The latest Hong Kong Oil & Gas Report from BMI forecasts that the country will account for just 1.5% of Asia Pacific regional oil demand by 2015, while making no contribution to supply. Regional oil use of 20.6mn barrels per day (b/d) in 2001 reached an estimated 26.4mn b/d in 2010 and is forecast to rise to around 29.6mn b/d by 2015. Regional oil production was around 7.6mn b/d in 2001 and averaged an estimated 8.0mn b/d in 2010. It is set to increase to 8.2mn b/d by 2015. Oil imports are growing rapidly, because demand growth is outstripping the pace of supply expansion. In 2001, the region was importing an average 12.99mn b/d. This total rose to an estimated 18.37mn b/d in 2010 and is forecast to reach 21.4mn b/d by 2015. The principal importers will be China, Japan, India and South Korea. By 2015 the only net exporter will be Malaysia.
In terms of natural gas, in 2010 the region consumed around 511.5bn cubic metres (bcm) and demand of 653.9bcm is targeted for 2015. Production of an estimated 405.8bcm in 2010 should reach 556.7bcm in 2015, implying net imports falling from around 105.7bcm to 97.2bcm. Hong Kong’s estimated share of gas consumption in 2010 is 0.69%, and it has no share of production. By 2015 its share of gas consumption is forecast to be around 0.64%.
Global GDP growth in 2011 is forecast at 3.6%, down from 4.3% in 2010. Growth in both the US and eurozone should be marginally higher than 2010, while Chinese economic expansion will slow and Japan’s growth will slump to 0.7% as a result of the devastating earthquake and tsunami in March 2011.
Hong Kong’s real GDP is assumed by BMI to have risen by 6.8% in 2010, with average annual growth of 4.3% forecast for 2010-2015. There is no upstream or refining segment, but international oil companies (IOCs) and Chinese companies are investing in import and distribution facilities. Oil consumption is forecast to increase by 2-3% per annum to 2015, implying demand of 451,000b/d by the end of the forecast period. Gas demand is set to reach 4.2bcm by 2015, with all of the fuel imported.

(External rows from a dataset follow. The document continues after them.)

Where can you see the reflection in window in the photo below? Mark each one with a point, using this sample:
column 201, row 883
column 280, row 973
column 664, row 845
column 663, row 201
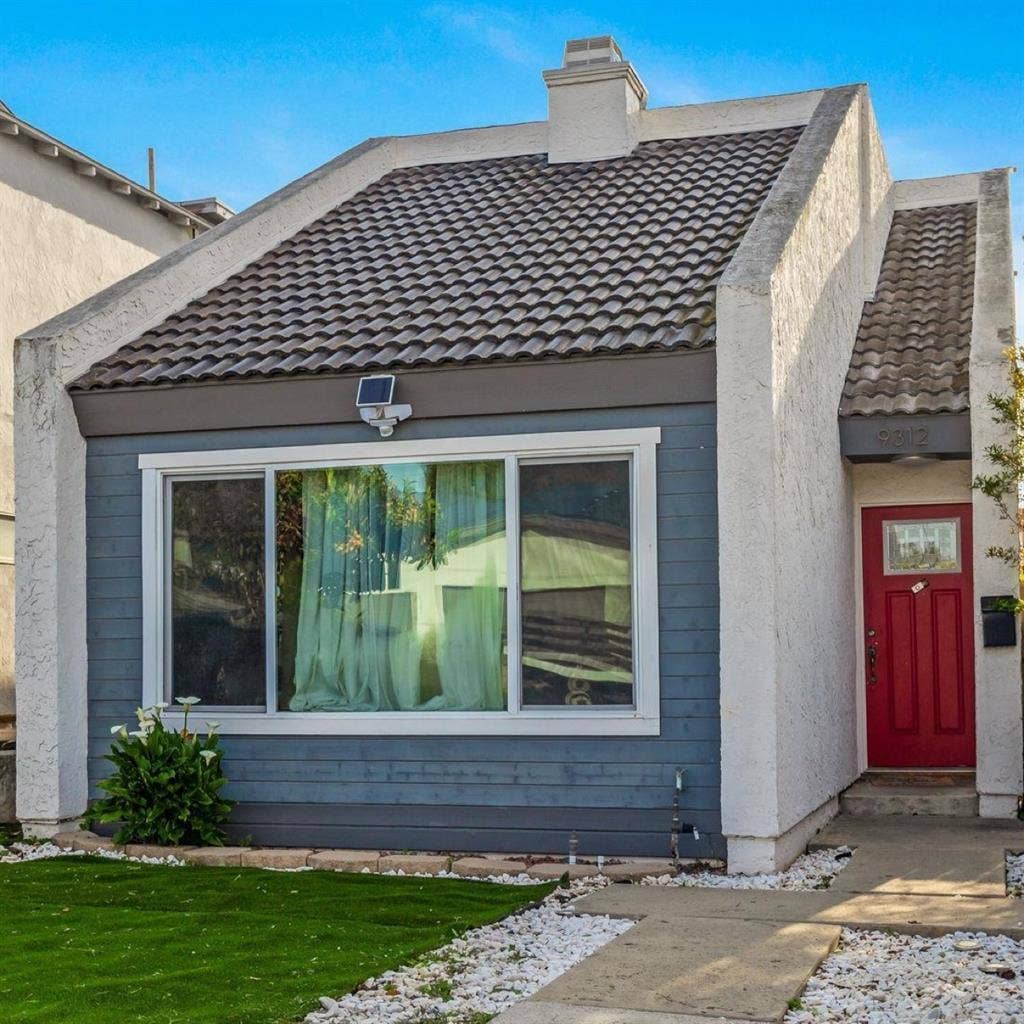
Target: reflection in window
column 576, row 583
column 217, row 610
column 391, row 588
column 922, row 546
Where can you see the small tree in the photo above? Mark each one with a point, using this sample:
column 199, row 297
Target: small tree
column 1004, row 485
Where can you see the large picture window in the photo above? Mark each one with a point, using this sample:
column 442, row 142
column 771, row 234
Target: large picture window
column 508, row 587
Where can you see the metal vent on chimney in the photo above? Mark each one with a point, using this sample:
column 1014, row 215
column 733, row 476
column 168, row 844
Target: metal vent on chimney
column 595, row 50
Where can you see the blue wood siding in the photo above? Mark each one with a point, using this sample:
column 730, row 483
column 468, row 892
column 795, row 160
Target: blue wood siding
column 495, row 794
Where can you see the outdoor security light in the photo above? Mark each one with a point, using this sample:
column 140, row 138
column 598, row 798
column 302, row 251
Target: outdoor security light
column 373, row 398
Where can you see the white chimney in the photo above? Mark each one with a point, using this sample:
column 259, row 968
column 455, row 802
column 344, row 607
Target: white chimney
column 594, row 102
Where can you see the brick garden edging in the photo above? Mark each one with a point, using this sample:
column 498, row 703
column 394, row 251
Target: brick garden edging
column 471, row 865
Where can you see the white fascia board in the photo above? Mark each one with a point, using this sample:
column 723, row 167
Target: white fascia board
column 118, row 182
column 563, row 442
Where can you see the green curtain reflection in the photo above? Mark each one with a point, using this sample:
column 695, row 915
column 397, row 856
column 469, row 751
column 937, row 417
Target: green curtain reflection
column 401, row 601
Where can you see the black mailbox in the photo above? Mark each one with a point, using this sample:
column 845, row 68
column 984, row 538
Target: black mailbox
column 998, row 621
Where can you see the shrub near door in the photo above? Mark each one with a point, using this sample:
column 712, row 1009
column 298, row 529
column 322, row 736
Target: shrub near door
column 166, row 787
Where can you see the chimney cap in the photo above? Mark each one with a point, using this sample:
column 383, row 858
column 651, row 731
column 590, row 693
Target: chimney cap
column 592, row 50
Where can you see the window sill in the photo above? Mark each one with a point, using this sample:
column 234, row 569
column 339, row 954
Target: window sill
column 568, row 723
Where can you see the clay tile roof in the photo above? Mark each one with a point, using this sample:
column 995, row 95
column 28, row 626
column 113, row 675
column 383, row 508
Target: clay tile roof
column 493, row 259
column 914, row 337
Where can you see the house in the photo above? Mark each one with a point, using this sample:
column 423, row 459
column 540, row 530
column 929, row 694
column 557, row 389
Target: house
column 484, row 483
column 69, row 227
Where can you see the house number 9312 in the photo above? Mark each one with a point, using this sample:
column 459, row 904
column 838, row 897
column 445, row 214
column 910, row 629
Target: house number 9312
column 903, row 437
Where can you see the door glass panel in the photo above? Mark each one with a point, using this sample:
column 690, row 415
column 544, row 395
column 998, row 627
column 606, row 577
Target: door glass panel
column 922, row 546
column 577, row 583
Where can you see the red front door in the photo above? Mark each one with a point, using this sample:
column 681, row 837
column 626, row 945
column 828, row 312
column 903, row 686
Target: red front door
column 919, row 641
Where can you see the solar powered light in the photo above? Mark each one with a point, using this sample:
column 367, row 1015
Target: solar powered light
column 374, row 400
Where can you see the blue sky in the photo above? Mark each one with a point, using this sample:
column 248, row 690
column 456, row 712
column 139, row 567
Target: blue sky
column 241, row 98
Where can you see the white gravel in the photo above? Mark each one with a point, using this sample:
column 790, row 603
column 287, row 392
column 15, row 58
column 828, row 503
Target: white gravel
column 812, row 870
column 484, row 972
column 1015, row 873
column 18, row 852
column 882, row 978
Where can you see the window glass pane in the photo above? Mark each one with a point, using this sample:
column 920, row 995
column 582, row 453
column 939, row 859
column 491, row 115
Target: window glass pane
column 922, row 546
column 391, row 588
column 577, row 583
column 217, row 625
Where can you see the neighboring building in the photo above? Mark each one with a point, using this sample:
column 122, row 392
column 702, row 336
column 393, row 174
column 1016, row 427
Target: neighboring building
column 69, row 227
column 689, row 387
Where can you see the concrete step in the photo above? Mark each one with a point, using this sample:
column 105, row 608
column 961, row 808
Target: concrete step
column 869, row 799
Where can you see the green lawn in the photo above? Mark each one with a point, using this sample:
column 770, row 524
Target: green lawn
column 91, row 941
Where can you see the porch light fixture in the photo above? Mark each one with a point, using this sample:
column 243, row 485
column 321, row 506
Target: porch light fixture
column 374, row 400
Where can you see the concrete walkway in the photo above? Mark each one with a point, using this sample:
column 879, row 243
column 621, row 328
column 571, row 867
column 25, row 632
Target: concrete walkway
column 707, row 955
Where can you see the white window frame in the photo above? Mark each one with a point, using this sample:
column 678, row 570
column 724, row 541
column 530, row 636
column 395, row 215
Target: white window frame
column 639, row 444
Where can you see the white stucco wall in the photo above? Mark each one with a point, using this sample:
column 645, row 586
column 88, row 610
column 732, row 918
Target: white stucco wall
column 62, row 238
column 788, row 307
column 50, row 646
column 998, row 711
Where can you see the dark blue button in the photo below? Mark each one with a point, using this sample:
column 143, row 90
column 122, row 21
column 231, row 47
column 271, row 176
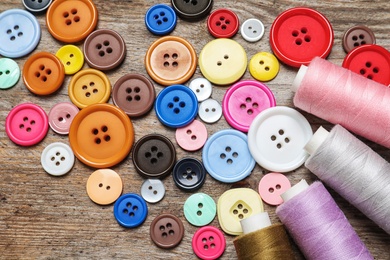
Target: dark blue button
column 130, row 210
column 176, row 106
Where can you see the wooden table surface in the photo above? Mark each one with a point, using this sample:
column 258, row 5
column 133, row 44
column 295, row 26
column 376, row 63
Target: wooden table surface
column 48, row 217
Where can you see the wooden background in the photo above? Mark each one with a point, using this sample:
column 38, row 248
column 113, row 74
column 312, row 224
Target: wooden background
column 48, row 217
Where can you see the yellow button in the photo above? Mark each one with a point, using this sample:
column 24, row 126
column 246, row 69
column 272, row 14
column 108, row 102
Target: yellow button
column 89, row 87
column 264, row 66
column 72, row 58
column 222, row 61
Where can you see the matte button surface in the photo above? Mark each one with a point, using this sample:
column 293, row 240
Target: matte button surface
column 244, row 100
column 299, row 34
column 104, row 49
column 20, row 33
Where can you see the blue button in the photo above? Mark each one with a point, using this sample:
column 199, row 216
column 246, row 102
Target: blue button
column 176, row 106
column 226, row 156
column 130, row 210
column 160, row 19
column 20, row 33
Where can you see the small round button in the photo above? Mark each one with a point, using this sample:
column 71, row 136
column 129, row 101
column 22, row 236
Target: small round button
column 104, row 186
column 166, row 231
column 223, row 23
column 222, row 61
column 130, row 210
column 43, row 73
column 71, row 21
column 299, row 34
column 20, row 33
column 154, row 156
column 208, row 243
column 276, row 139
column 104, row 49
column 26, row 124
column 226, row 156
column 244, row 100
column 57, row 159
column 89, row 87
column 170, row 60
column 176, row 106
column 134, row 93
column 189, row 174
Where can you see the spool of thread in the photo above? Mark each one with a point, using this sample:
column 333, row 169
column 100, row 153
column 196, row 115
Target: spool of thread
column 343, row 97
column 261, row 240
column 317, row 224
column 353, row 170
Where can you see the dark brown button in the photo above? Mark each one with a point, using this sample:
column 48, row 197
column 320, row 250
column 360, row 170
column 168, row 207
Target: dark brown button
column 134, row 94
column 357, row 36
column 104, row 49
column 154, row 156
column 166, row 230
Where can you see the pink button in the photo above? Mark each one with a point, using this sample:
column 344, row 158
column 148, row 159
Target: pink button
column 192, row 137
column 244, row 101
column 61, row 116
column 26, row 124
column 208, row 243
column 271, row 186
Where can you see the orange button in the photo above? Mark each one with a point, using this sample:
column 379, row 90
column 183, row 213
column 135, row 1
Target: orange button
column 101, row 135
column 170, row 60
column 43, row 73
column 71, row 20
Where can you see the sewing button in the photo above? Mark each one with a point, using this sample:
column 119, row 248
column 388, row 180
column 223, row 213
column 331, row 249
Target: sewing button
column 276, row 139
column 222, row 61
column 134, row 93
column 226, row 156
column 89, row 87
column 300, row 34
column 170, row 60
column 61, row 116
column 26, row 124
column 43, row 73
column 176, row 106
column 104, row 49
column 154, row 156
column 166, row 231
column 20, row 33
column 208, row 243
column 244, row 100
column 101, row 143
column 130, row 210
column 57, row 159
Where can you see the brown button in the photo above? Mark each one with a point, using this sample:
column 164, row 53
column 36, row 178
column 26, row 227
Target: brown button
column 166, row 230
column 134, row 94
column 154, row 156
column 357, row 36
column 170, row 60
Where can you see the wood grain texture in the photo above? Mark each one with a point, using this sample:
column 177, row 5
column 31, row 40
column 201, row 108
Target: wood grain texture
column 44, row 217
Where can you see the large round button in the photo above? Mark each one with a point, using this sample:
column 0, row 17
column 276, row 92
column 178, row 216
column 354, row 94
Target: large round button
column 104, row 49
column 222, row 61
column 134, row 93
column 244, row 100
column 154, row 156
column 101, row 143
column 43, row 73
column 226, row 156
column 276, row 139
column 20, row 33
column 299, row 34
column 26, row 124
column 170, row 60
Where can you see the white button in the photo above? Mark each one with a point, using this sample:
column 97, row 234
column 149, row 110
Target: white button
column 252, row 30
column 57, row 159
column 276, row 139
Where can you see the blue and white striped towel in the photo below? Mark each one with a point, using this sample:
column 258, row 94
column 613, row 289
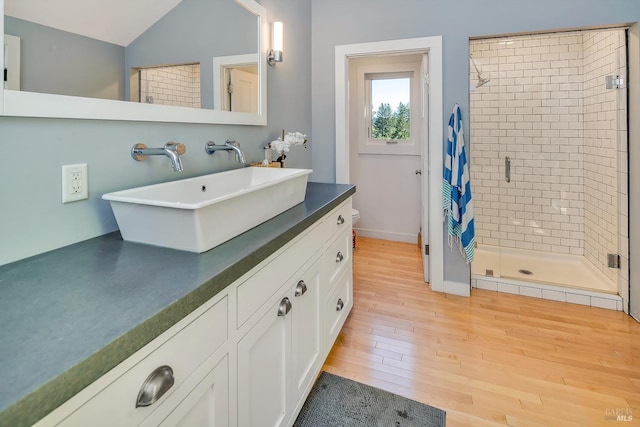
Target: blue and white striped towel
column 456, row 189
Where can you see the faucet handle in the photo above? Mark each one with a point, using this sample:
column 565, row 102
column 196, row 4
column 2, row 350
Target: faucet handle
column 178, row 147
column 136, row 151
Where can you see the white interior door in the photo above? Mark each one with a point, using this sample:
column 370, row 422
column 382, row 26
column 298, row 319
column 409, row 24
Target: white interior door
column 12, row 61
column 244, row 92
column 385, row 153
column 426, row 175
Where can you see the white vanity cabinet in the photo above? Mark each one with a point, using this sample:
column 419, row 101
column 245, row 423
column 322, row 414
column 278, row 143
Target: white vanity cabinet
column 247, row 357
column 278, row 357
column 177, row 361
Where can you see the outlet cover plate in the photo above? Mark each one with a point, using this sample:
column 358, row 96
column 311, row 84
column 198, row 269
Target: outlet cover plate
column 75, row 183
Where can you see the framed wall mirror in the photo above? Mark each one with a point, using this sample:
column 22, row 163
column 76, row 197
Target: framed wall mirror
column 151, row 60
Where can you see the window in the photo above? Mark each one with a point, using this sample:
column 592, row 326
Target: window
column 390, row 111
column 390, row 105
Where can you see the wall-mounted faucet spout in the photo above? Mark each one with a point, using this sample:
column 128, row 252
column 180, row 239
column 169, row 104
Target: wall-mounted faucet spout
column 173, row 150
column 230, row 145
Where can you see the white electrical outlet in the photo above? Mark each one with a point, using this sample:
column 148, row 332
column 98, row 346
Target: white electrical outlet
column 75, row 183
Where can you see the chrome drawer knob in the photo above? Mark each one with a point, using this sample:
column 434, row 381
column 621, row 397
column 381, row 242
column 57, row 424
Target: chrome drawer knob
column 301, row 288
column 285, row 307
column 155, row 386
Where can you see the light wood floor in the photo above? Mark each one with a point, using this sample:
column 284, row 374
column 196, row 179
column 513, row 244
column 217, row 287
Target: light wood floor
column 492, row 359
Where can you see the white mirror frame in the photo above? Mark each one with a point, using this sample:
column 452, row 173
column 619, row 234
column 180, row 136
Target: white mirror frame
column 32, row 104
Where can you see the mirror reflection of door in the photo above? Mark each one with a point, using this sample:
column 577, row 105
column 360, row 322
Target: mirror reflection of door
column 242, row 90
column 12, row 62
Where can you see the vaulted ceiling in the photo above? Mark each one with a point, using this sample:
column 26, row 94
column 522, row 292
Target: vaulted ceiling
column 114, row 21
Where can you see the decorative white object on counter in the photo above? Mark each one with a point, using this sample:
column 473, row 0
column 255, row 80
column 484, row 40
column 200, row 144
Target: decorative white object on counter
column 198, row 214
column 284, row 143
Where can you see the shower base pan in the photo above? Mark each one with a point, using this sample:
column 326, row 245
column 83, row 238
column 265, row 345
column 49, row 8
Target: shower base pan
column 566, row 278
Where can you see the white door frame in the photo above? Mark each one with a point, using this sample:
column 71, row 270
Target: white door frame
column 433, row 149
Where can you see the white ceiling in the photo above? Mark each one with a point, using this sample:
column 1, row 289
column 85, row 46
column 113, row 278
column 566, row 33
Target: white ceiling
column 114, row 21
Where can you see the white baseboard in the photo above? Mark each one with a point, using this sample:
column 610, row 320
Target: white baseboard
column 387, row 235
column 457, row 288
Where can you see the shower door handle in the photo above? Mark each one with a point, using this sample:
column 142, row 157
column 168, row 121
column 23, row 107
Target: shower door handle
column 507, row 168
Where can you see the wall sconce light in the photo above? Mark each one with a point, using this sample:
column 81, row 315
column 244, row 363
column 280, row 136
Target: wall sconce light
column 275, row 53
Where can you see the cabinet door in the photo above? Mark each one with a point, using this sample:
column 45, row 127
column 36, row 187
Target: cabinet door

Between 2010 and 2020, BMI is forecasting an increase in Hong Kong oil consumption of 43.73%, with demand reaching 539,000b/d by the end of the forecast period. Oil consumption growth slows to an assumed 2.0% per annum towards the end of the period. Gas demand growth of 42.49% provides an import requirement rising to 5.0bcm by 2020. Details of BMI’s 10-year forecasts, which provide regional and country-specific projections, can be found at the end of this report.
Hong Kong shares 13th place with South Korea in BMI’s composite Business Environment (BE) league table and is ranked equal 12th in the updated upstream Business Environment ratings, alongside Singapore. The poor showing reflects the absence of domestic hydrocarbons. The risk environment is much more attractive than for many Asian peers, but there are no opportunities for IOCs in the upstream segment. Hong Kong is ranked 12th, behind the Philippines, in BMI’s downstream Business Environment ratings, above only Malaysia, Taiwan and Papua New Guinea (PNG), reflecting its status as a very small energy market with few investment opportunities available. It beats its nearest rivals because of its low risk profile.